A method patent, the Supreme Court said, claims a number of steps — and the patent isn’t infringed unless all of the steps are carried out. The Federal Circuit’s approach would deprive Sec. 271(b) of “ascertainable standards,” according to the Court.
The Supreme Court went on to posit a situation in which a defendant pays another party to perform just one step of a 12-step process — and no one performs the other 11 steps — but that one step is the most important step in the process. The defendant wouldn’t have encouraged direct infringement, but there would be no reason not to find him or her liable under the Federal Circuit’s reasoning, which would allow inducement liability when fewer than all of the steps are performed.
The Court pointed to Section 271(f)(1) for further support. This provision imposes liability on a party who supplies (or causes to be supplied) in or from the United States all or a substantial portion of a patented invention’s components in a manner that actively induces the combination of the components “outside of the United States in a manner that would infringe the patent if such combination occurred within the United States.” [Court’s emphasis.]
According to the Supreme Court, the provision illustrates that, when Congress wants to impose liability for inducing activity that doesn’t itself constitute direct infringement, “it knows precisely how to do so.”
Holders must prove it
The Court’s decision in Limelight Networks, Inc. v. Akamai Technologies, Inc. reels back the Federal Circuit’s looser Muniauction standard for establishing liability for induced infringement of a patent. Patent holders will once again need to prove an underlying act of direct infringement occurred before they can expect to prevail on an induced infringement claim.
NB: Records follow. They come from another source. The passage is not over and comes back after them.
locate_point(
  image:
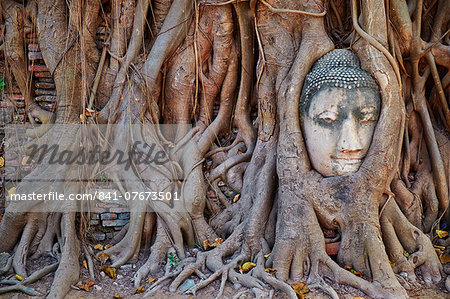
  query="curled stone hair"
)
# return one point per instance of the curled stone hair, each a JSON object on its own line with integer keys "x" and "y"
{"x": 339, "y": 68}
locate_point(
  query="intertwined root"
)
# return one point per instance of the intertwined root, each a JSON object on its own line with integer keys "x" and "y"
{"x": 408, "y": 247}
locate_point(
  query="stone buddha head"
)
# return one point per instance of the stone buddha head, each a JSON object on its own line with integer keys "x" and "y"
{"x": 339, "y": 109}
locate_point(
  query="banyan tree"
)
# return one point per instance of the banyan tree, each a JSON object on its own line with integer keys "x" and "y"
{"x": 323, "y": 115}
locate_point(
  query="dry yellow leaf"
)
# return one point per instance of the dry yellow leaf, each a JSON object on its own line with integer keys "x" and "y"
{"x": 441, "y": 233}
{"x": 98, "y": 247}
{"x": 103, "y": 257}
{"x": 445, "y": 258}
{"x": 140, "y": 289}
{"x": 247, "y": 267}
{"x": 12, "y": 191}
{"x": 300, "y": 289}
{"x": 271, "y": 271}
{"x": 207, "y": 244}
{"x": 110, "y": 271}
{"x": 86, "y": 286}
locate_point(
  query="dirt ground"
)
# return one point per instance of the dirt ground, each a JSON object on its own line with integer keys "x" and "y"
{"x": 106, "y": 287}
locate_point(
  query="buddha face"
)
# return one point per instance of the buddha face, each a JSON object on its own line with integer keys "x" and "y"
{"x": 338, "y": 125}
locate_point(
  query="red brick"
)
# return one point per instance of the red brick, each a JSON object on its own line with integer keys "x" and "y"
{"x": 332, "y": 248}
{"x": 45, "y": 85}
{"x": 108, "y": 216}
{"x": 35, "y": 56}
{"x": 34, "y": 47}
{"x": 114, "y": 222}
{"x": 119, "y": 210}
{"x": 48, "y": 106}
{"x": 38, "y": 68}
{"x": 41, "y": 92}
{"x": 43, "y": 74}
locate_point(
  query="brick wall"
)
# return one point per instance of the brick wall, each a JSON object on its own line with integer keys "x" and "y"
{"x": 108, "y": 218}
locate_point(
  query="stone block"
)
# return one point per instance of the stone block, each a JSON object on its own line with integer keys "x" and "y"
{"x": 114, "y": 223}
{"x": 108, "y": 216}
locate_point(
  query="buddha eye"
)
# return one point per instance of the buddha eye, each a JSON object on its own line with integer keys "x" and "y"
{"x": 367, "y": 118}
{"x": 328, "y": 117}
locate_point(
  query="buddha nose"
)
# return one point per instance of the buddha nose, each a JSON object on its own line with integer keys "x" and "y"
{"x": 349, "y": 141}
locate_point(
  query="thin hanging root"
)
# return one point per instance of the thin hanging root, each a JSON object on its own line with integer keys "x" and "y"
{"x": 21, "y": 286}
{"x": 376, "y": 44}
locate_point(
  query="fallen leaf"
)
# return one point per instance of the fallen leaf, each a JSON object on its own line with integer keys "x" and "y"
{"x": 98, "y": 247}
{"x": 85, "y": 286}
{"x": 445, "y": 258}
{"x": 103, "y": 257}
{"x": 271, "y": 271}
{"x": 441, "y": 233}
{"x": 140, "y": 289}
{"x": 110, "y": 271}
{"x": 300, "y": 289}
{"x": 89, "y": 112}
{"x": 247, "y": 267}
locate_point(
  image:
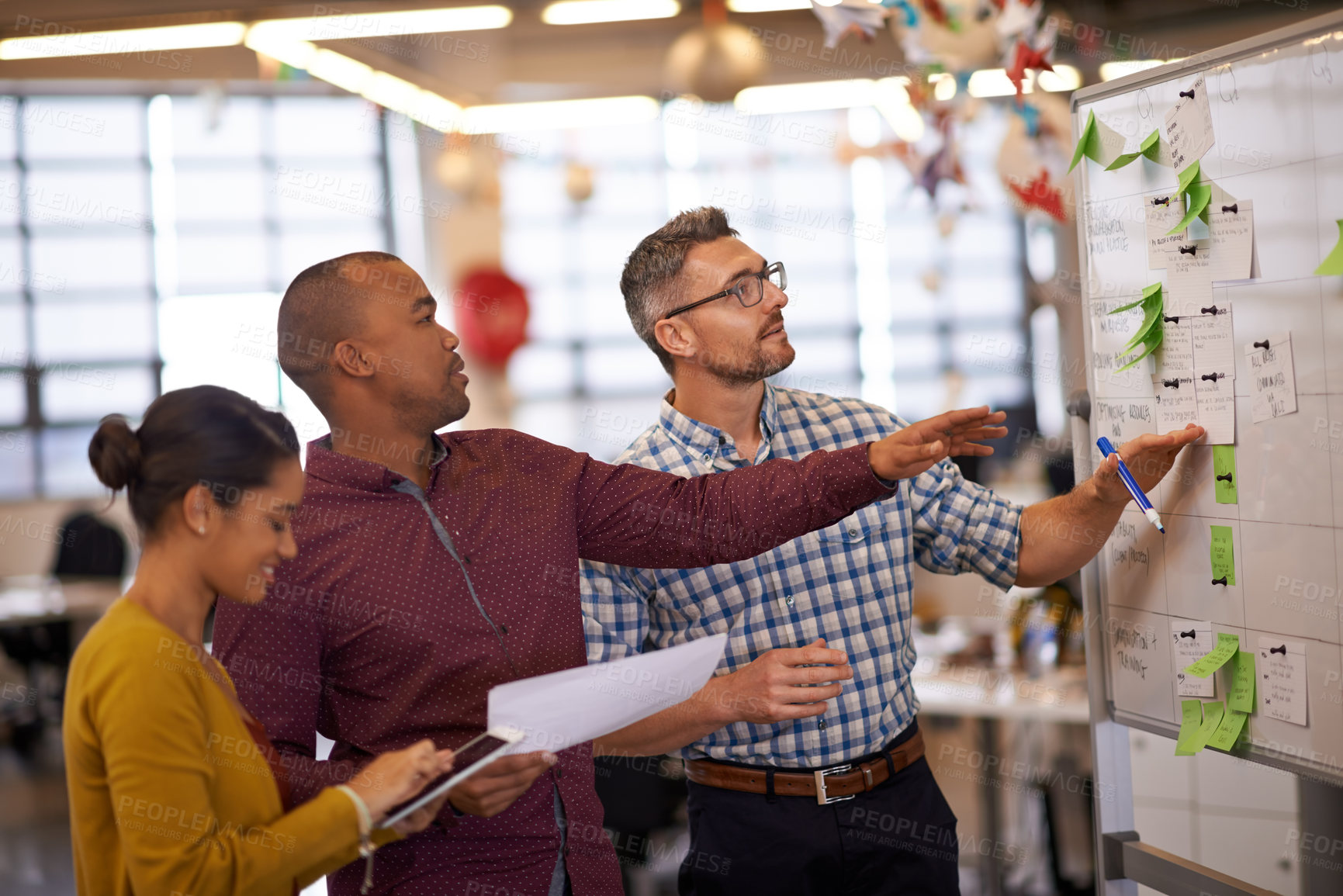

Still at issue: The direct infringement rule
In Limelight, Akamai also asked the U.S. Supreme Court to review the U.S. Court of Appeals for the Federal Circuit’s rule for direct infringement. As expressed in Muniauction, Inc. v. Thomson Corp., the appellate court said direct infringement requires that a single party perform every step of the allegedly infringed method.
The Federal Circuit explained that the requirement is satisfied even if the steps are actually undertaken by multiple parties as long as a single defendant exercises “control or direction” over the entire process so that every step is attributable to that controlling party. In other words, steps can be attributable to a single defendant if the defendant: (1) actually performed the steps, or (2) directed or controlled others who performed them.
The Supreme Court declined to address whether the Federal Circuit’s rule is correct. However, it did note that, because its decision on induced infringement required a remand to the appellate court, the lower court would have the opportunity to review its direct infringement rule.